That protected the head and body of the driver, but what about the arms?

Imagine what happens during a rollover. Usually the car will roll longitudinally, if for no other reason than the car is a lot rounder to the sides than front and back. The driver is belted in to his braced racing seat so his body is going nowhere. With a HANS Device or even a neck brace, head movement is often controlled. But the limbs must remain movable if the car is to be driven.

Feet aren't much problem, as they are tucked down under the dash hoops, and between the front pillars of the roll cage. Plus, legs don't have anywhere near the range of motion allowed arms. Keeping your hands on the wheel might protect the hands. But that's hard to do, as inertia often rips them from the wheel. And if you fear a hard impact, it's not a good idea to keep them on the wheel. A hard impact on the steering rack can twist the wheel hard enough to break your thumbs.

This means inertia may control the drivers arms during a rollover. The arms literally flop around. The cage is strong enough to protect you, but if any part of the driver exits the box defined by the roll cage's bars that limb may be crushed or amputated if it gets caught between bar and ground.
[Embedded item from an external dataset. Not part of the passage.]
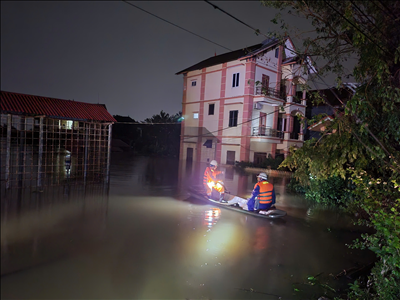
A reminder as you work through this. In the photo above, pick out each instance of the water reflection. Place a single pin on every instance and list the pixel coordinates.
(149, 240)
Window nets were developed to prevent this. They are webs of nylon, square or of a fine mesh, and are fire resistant. The GCR requires that the net be attached to the roll cage itself, so arms don't get crushed between body and cage. They prevent the driver's arms from coming out in the event of an impact.

If you drive an open roof car, such as a convertible or a formula vee window nets are not possible. Therefore the GCR does not require them. Instead, it requires wrist restraints to hold the driver's arms tight inside the car. Ideally they should be strapped to the forearm, but the actual attachment point to the driver is undefined, so they often get up on the bicep where their value is questionable. Grid workers are required to inspect the driver's belts and nets before the cars go out. Corner workers are instructed to call in loose or absent nets, and a missing net can result in a black flag.

The GCR requires that window nets be inspected during a cars's annual tech, and replaced every five years, like driver belts, so they do not fall prey to sunlight damage or are weakened through aging.

the ideal steering position for racing is to hold your hands at three and nine o'clock, fingers around the wheel, but the thumbs pointing at 12 o'clock. Thats enough to control any car with power steering, which is also common on race cars. But your thumbs will not break.